The pathogenesis of AAOC is still unclear, but we assume that it is similar to that of other hemangiomas showing ossification. According to previous reports, vascular endothelial growth factor (VEGF) and bone morphogenetic protein (BMP) may play an important role in the development of PG with ossification2, 3, 4, 5. VEGFs and BMPs are synthesized by various cells including endothelial cells and osteoblasts in response to hypoxia, trauma, or inflammation. They then induce vascular and osteoblastic differentiation, wherein the induction is regulated through interactions with one another. We assume that these proposed functions of VEGFs and BMPs may also explain the development of AAOC.
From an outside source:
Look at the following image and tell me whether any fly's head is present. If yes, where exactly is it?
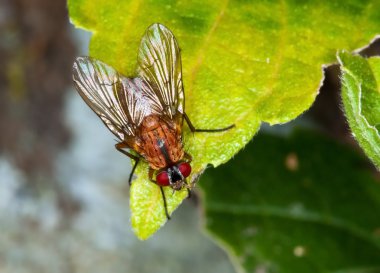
[156,162,191,191]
Although there have been only two case reports of AAOC, and only limited information is available since its first description by Googe et al.1, we do not think this tumor is truly rare. Some reports of PG showing ossification did not describe lobular vascularity4, 5. This suggests the possibility of AAOC being overlooked and misdiagnosed as PG or other acral tumors. Considering the definition of PG, we believe that some previously reported cases of ossifying PG that showed no lobular vascularity could be reclassified as AAOC. Of course more cases and investigations are needed to prove AAOC as a distinct clinicopathologic entity and not another variant of ossifying PG. AAOC should therefore be considered in the differential diagnosis of acral lesions, especially when the patient has a history of inflammation or trauma in the periungual area, as in our case.